Si avvicina a un tavolino color mogano, messo al centro della sala provvisoriamente; sopra ci sono le brochure, impilate in ordine da un lato, e dall'altro stese come se facessero parte di un ventaglio. Manuel ne prende una e ne accarezza le pagine come se fosse la cosa più preziosa che possiede al momento. E forse un po' così lo è.

Sospira profondamente.

Domani, quel posto che ora è completamente vuoto sarà pieno di gente – o almeno, lo spera – pronti a celebrare l'inizio di un suo nuovo percorso di vita.

Anzi, meglio dire il loro.

Dopo che il suo romanzo aveva trovato posto nelle librerie indipendenti, ed era piaciuto così tanto che ne era stata chiesta una ristampa, e poi ancora un'altra, a Manuel era venuta in mente l'idea di fondare una piccola casa editrice. Certo non poteva fare tutto da solo e aveva esposto il suo progetto a Carlo, Alberto e Francesca. I tre amici si erano mostrati subito entusiasti; ma all'idea dovevano seguire anche dei fatti concreti. Non era stato facile in quei mesi trovare un locale adatto che potesse contenere una parte dedicata agli uffici, in cui incontrare autori o fornitori, e una parte dedicata alla tipografia. Non era stato facile convincere alcuni scrittori, che si rivolgevano alla tipografia in cui Manuel lavorava, a fare il salto nel vuoto e ad affidarsi a una nascente casa editrice – e Manuel pensava di essere anche stato scorretto nel togliere, così, dei clienti al suo ex – capo.

Alla fine delle dieci persone che aveva contattato, e che Manuel aveva scelto perché era rimasto intrigato dai loro libri mentre correggeva le bozze, erano tre quelli che avevano accettato. Avere la responsabilità del futuro editoriale di tre giovani scrittori era una grande responsabilità per Manuel e i suoi colleghi, ma si sarebbero impegnati al massimo pur di riuscire a far funzionare il tutto.

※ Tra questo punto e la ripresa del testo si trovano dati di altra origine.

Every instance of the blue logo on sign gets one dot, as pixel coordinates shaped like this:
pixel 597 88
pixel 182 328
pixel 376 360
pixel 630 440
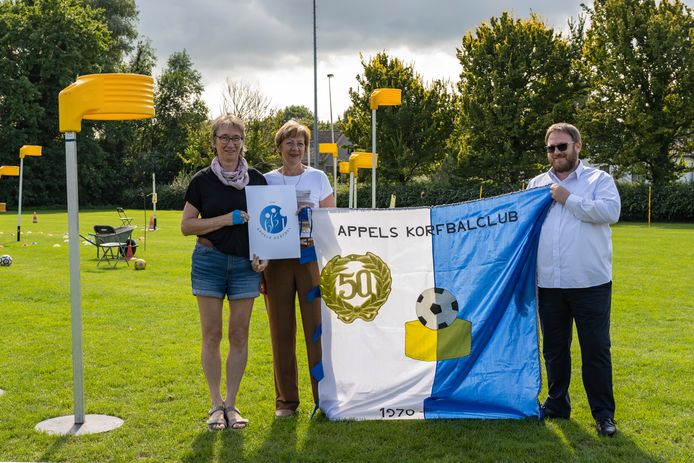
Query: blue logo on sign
pixel 271 220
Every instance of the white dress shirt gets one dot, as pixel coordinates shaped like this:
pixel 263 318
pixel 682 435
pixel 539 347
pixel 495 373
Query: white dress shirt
pixel 575 249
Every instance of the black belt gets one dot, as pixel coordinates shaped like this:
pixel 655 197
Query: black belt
pixel 205 242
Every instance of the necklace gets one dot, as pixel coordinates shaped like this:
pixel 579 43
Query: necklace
pixel 284 181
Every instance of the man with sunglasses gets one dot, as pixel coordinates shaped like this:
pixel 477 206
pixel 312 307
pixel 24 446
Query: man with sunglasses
pixel 574 276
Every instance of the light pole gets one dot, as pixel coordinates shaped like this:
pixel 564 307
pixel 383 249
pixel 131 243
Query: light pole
pixel 380 97
pixel 332 134
pixel 315 91
pixel 105 97
pixel 26 150
pixel 330 99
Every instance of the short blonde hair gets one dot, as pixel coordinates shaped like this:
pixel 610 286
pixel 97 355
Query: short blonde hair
pixel 292 129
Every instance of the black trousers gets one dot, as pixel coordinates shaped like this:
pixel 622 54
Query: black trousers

Ovviamente c'era stato anche il problema economico: pur mettendo insieme tutti i risparmi delle loro vite, e prendendo a noleggio l'attrezzatura necessaria per stampare e rilegare un libro, senza doverla comprare, i quattro amici non riuscivano a far quadrare i conti. Il locale che avevano trovato era nella periferia di Milano, ma, nonostante questo, l'affitto costava un occhio della testa. Quindi, pur avendo il luogo adatto per far iniziare il loro sogno, pur avendo la materia prima alla base di un progetto editoriale, mancavano gli strumenti necessari per trasformare tutte le loro ambizioni in libri veri e propri.

Manuel aveva parlato di questi problemi con sua sorella Viola una sera a cena; e, casualmente, il giorno dopo, Nicola lo aveva chiamato per dirgli che aveva voglia di fare un investimento e gli aveva chiesto se poteva entrare a far parte della società, almeno fino a quando la casa editrice non sarebbe arrivata al punto di break even. Manuel aveva provato a desistere, ma sentendosi con i suoi colleghi, si era deciso ad accettare l'offerta.

Far entrare in società il padre, alla fine, si era rivelato un'ottima scelta, non solo dal punto di vista finanziario, ma anche dal punto di vista organizzativo, visto che sapeva come meglio muoversi nella gestione delle risorse. Era stato lui che gli aveva convinti a comprare tutti i macchinari che sarebbero stati necessari al corretto svolgimento della loro professione – senza dover aspettare che arrivassero momenti migliori per fare quegli acquisti.